Mar. 10th, 2005 08:27 pm (UTC)
i want some!!!!
Mar. 10th, 2005 10:26 pm (UTC)
What is "tussah"?
I have started spinning and have a small bag of silk tussah.
Should I be spinning it with wool?

I know how lightweight really good silk is in a garment: with this spider silk, would a garment be even lighter? (That is, supposing one could acquire enough to weave enough fabric to make a dress.)
Mar. 11th, 2005 05:25 am (UTC)
Tussah is a species (actually, a family of species) of silk moth. They eat trees high in natural tannin, and produce a beige to tan silk. You can spin it by itself (I prefer that) or blend with wool if you like. It spins well from the fold - gently tug at the end of the roving until it gives up a small bunch of fibers the same length, then fold that over your fingertip and spin from the folded area.
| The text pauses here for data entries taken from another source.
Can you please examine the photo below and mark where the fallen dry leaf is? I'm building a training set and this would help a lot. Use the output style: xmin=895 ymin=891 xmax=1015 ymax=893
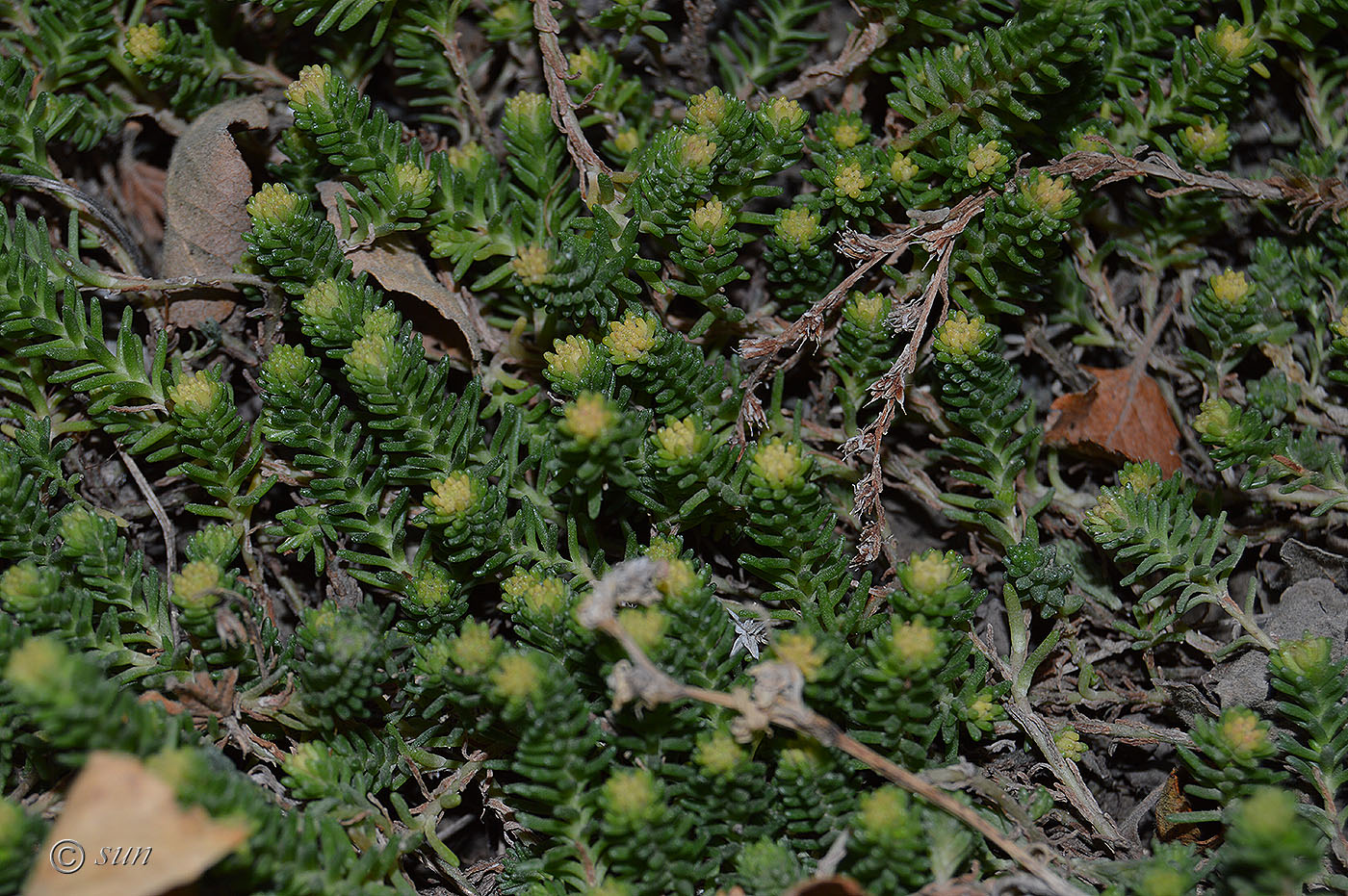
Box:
xmin=318 ymin=181 xmax=482 ymax=364
xmin=23 ymin=751 xmax=248 ymax=896
xmin=161 ymin=95 xmax=271 ymax=326
xmin=1044 ymin=367 xmax=1180 ymax=475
I've raised the temperate tussah moth, Antherea pernyi - check it out here.
Mar. 11th, 2005 05:26 am (UTC)
As far as garment weight - I honestly have no idea. It feels a lot like regular silk, but once you got enough of it to weave a wide fabric, it might show other characteristics. I've just got the tiny skein.
Mar. 11th, 2005 07:33 am (UTC)
Thanks so much!

I hope you have glorious fun with it!
Mar. 11th, 2005 09:07 am (UTC)
Once again, you rock! Ohh my weaving teacher (Leslie) brought Phyllis's silk worm project notes to class yesterday! I have to say that the stiffled cocoons weren't nearly as bad as I thought they'ld be. Kind of musical in fact! ^.^
Mar. 11th, 2005 09:10 am (UTC)
The cocoons are slightly stinky, but if they've been dry for a long time, that's probably mostly gone.

Let Leslie know, if she ever needs a silk-reeling demo, I'm your man... I'm always keen to talk to folks about silk, and I would love to meet more fiber arts people.
Mar. 12th, 2005 09:25 am (UTC)
you should try and get your hands on some of that spider goat milk...

where "they" bio-genetically engineered a goat and a spider so the goats produces spider silk from it's udder.

it's going to be used in bullet proof vests.

Mar. 12th, 2005 09:31 am (UTC)
That's what this is. Did you click on the link?

She's working with it in the experimental phase - a medical company is investigating how to use it as a matrix to make artificial skin grafts.
Mar. 16th, 2005 09:10 am (UTC)
oh i didn't even see that link... sorry.